Dear Aunt Fattie,
I am starting law school in August. I am excited about school and my career plans. I did notice a problem when I was touring the school, however. All of the classroom seats are at long tables with chairs attached to the table supports. The chairs have no legs of their own, they just swing out from the tables. I’m a large woman and I could barely wedge myself into a seat during the school tour. By the time the tour’s mock class was finished, I thought I was going to faint.
I don’t know how I am going to survive day after day in class with those chairs. I am sure that the school would provide an alternative to a student in a wheelchair. Can I ask for something similar, and how would I ask without embarrassing myself and the school?
Aunt Fattie is an agony aunt, not an administration aunt, so she forwarded your query to a friend who is an expert in college administrative rules and regulations: the wonderful Lesley of Fatshionista. Lesley suggests that you think of this as a matter of accessibility, not just a matter of fat: “There are lots of reasons why some bodies need easy-access chairs, and being fat is just one of them.” You avoid embarrassing yourself by realizing that you have nothing to be embarrassed about: you are making a perfectly reasonable request, reasonable not only for you but for many other people in many other bodies. Of course fat is a fraught issue, and even those of us who love and accept it can find it awkward to relate to other people in a way that highlights our fat, knowing what their sentiments might be. This post on Fatshionista perfectly sums up the experience. But you are not asking the school to praise your fat, to understand your fat, or to support your fat — all of which can be time-consuming, difficult, and intimate journeys.

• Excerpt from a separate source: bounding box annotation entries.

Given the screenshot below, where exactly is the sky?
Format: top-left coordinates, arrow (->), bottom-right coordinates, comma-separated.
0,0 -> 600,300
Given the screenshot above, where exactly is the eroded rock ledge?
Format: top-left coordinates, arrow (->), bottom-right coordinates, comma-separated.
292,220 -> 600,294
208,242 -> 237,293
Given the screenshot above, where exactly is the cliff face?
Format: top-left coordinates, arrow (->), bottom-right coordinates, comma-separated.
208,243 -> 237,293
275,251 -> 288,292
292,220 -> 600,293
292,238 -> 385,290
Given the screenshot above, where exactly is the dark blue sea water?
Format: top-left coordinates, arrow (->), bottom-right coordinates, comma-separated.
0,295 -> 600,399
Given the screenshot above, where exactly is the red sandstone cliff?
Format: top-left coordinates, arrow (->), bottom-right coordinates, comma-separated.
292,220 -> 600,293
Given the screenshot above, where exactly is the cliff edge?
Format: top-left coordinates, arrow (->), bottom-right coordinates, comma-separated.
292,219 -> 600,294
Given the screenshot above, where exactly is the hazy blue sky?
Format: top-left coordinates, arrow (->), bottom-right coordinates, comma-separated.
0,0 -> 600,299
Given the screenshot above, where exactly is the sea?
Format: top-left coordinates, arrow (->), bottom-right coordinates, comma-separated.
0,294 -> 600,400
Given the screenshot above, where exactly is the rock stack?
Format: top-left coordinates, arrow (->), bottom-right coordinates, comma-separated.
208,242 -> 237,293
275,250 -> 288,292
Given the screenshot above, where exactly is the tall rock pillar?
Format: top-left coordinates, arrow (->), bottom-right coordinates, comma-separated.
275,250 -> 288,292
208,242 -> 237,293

You are asking only that they accommodate your fat. This is their job.
Lesley suggests that you start by having a conversation with an understanding instructor; they may not have considered space issues in the seating, and should be interested in helping. If your instructors seem more distant or unhelpful, or if you simply haven’t had time to get to know them, Lesley suggests that “a conversation with the school’s disability services department may be in order. If it’s something as simple as making sure there’s an armless chair (or two or three — the person asking should also keep in mind that other folks might take an armless chair for their own reasons if one is made available, and she may have to willing to call dibs), they should certainly be able to make that happen. Also, once the student has established a relationship with this office, she can ask that accommodation be made for ALL her classes.”

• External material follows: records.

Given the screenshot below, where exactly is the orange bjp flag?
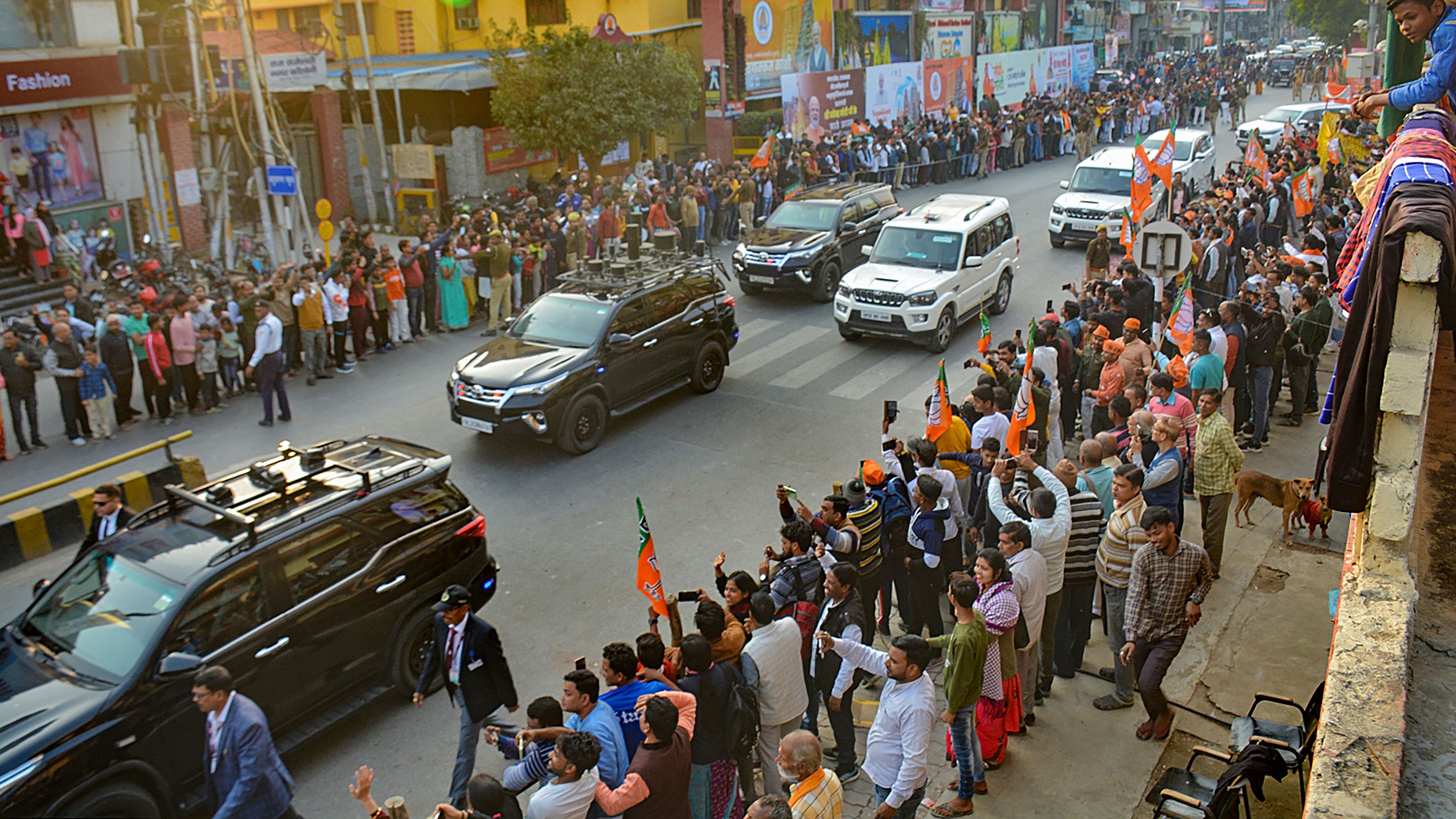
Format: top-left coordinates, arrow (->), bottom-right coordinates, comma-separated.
638,498 -> 667,615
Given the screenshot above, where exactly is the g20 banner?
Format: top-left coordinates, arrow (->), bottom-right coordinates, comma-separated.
779,70 -> 862,143
742,0 -> 834,99
925,57 -> 976,118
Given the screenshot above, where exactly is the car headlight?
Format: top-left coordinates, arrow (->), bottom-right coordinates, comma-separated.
0,754 -> 44,796
515,372 -> 571,395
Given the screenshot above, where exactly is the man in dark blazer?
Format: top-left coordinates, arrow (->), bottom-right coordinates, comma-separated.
71,484 -> 134,562
415,584 -> 520,807
192,666 -> 299,819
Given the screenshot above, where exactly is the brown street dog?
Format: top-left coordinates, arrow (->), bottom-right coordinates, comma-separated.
1233,469 -> 1315,544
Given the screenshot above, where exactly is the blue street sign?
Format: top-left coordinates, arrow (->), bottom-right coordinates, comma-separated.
268,165 -> 299,197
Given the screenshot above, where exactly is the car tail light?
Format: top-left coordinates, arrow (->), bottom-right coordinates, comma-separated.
456,514 -> 485,538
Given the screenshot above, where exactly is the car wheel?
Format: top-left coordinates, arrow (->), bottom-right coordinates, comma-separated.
925,306 -> 955,353
389,608 -> 446,697
556,394 -> 607,455
60,781 -> 162,819
692,335 -> 728,395
986,272 -> 1010,316
811,262 -> 839,305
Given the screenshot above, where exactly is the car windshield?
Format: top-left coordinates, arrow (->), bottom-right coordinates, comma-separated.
20,551 -> 182,682
1067,167 -> 1133,197
510,294 -> 612,347
869,226 -> 961,270
763,200 -> 839,230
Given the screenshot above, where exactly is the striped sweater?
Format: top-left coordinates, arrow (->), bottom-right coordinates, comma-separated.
1096,492 -> 1147,589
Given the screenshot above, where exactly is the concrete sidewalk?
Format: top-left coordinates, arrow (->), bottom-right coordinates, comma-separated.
809,384 -> 1348,819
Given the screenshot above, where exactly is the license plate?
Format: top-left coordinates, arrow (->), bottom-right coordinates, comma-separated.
460,415 -> 495,433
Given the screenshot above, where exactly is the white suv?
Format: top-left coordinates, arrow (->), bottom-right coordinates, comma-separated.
834,194 -> 1021,353
1047,143 -> 1163,248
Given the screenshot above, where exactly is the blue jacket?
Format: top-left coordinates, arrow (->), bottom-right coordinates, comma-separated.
202,691 -> 293,819
1391,5 -> 1456,111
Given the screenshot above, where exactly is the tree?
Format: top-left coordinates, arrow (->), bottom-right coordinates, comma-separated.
486,23 -> 703,175
1289,0 -> 1363,42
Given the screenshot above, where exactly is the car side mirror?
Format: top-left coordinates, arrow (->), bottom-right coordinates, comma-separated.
157,652 -> 202,676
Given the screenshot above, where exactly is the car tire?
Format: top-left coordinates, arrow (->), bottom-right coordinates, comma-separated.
58,779 -> 162,819
556,392 -> 607,455
925,305 -> 955,353
389,606 -> 446,698
689,340 -> 728,395
809,262 -> 839,305
986,272 -> 1010,316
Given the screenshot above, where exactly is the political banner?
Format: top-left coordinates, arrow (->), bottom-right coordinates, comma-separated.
923,57 -> 976,118
742,0 -> 834,99
865,63 -> 925,125
779,69 -> 862,143
834,12 -> 914,68
920,13 -> 976,60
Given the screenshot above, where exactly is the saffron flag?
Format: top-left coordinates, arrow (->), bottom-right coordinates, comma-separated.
1131,134 -> 1153,222
638,498 -> 667,615
1006,322 -> 1037,455
1149,122 -> 1178,188
925,359 -> 955,440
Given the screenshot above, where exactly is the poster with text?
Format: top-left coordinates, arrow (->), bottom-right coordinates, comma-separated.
834,12 -> 914,68
920,13 -> 976,60
925,57 -> 974,118
742,0 -> 834,99
865,63 -> 925,125
779,71 -> 865,143
0,108 -> 106,207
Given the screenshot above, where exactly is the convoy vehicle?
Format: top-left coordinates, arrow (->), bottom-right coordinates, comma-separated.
0,436 -> 498,819
732,182 -> 903,302
834,194 -> 1021,353
446,249 -> 738,455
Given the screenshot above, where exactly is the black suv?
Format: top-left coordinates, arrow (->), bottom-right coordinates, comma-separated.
0,437 -> 496,819
446,251 -> 738,455
732,182 -> 904,302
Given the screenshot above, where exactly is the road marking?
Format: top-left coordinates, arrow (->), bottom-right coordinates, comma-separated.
769,342 -> 865,389
727,322 -> 830,379
829,341 -> 925,401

At first blush, it may appear somewhat unfortunate that asking for help from the disability services department seems to cast fat as a disability. Because disability still has negative cultural associations, some fat activists bristle when fat is considered a disability — it’s rhetorically counterproductive, when you’re trying to argue that fat people are in no way hindered by their adipose tissue. But, like other so-called disabilities, your fat is a disability here only in context of what you’re being asked to do. In and of itself, it is not a problem, but in a context where you are being asked to squeeze into a tiny seat, it is. As with other physical and cognitive differences, the disability services department exists only to minimize the discrepancy between what you can do and what you’re being asked to do — not, thank goodness, to arbitrate whether your particular idiosyncrasies are desirable or not. Lesley warns, though, that “the helpfulness and effectiveness of disability services can vary dramatically by school, so your mileage may vary.”

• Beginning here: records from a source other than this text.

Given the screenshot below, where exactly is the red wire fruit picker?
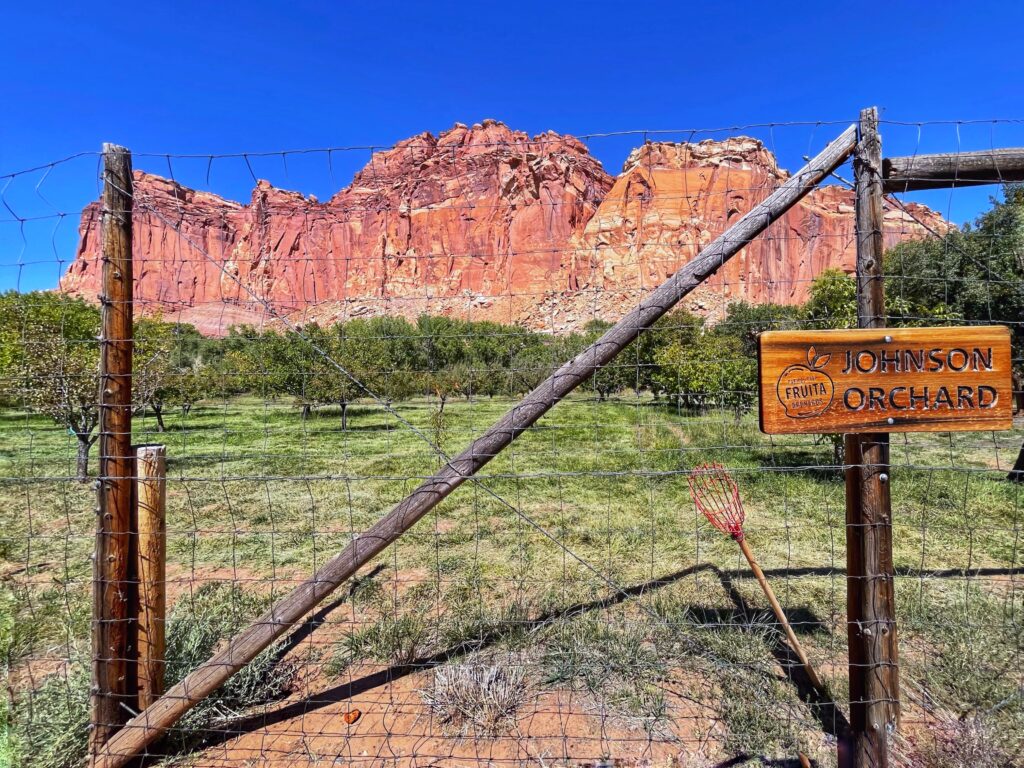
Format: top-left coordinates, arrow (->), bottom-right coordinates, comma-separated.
687,464 -> 824,692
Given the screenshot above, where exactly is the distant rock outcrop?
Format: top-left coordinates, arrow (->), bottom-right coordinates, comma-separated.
60,121 -> 947,335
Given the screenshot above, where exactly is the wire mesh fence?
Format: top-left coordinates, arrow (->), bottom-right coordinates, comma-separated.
0,115 -> 1024,766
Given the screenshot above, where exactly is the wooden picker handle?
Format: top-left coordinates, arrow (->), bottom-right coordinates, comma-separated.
739,539 -> 825,693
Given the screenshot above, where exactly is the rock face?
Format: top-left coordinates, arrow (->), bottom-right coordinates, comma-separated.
60,121 -> 947,334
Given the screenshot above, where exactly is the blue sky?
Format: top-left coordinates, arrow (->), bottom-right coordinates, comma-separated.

Lesley agrees that embarrassing the school is probably best avoided, not to mention unlikely to be effective: “When I was a grad student facing horrible seating — before I knew I could even ASK for accommodation — I would either hijack a chair from another classroom, or sit on the floor. Admittedly, I expect law school is probably less understanding of an angry fat girl sitting on the floor in protest of painful seating than my program was.” Luckily, you know that you can ask for accommodation, and that this asking should embarrass no one. The school does not want you sitting in a seat that will endanger your health and your ability to learn; quite aside from compassion, there’s the matter of liability. It is in their interest to improve your access, so it is certainly in your best interest to ask.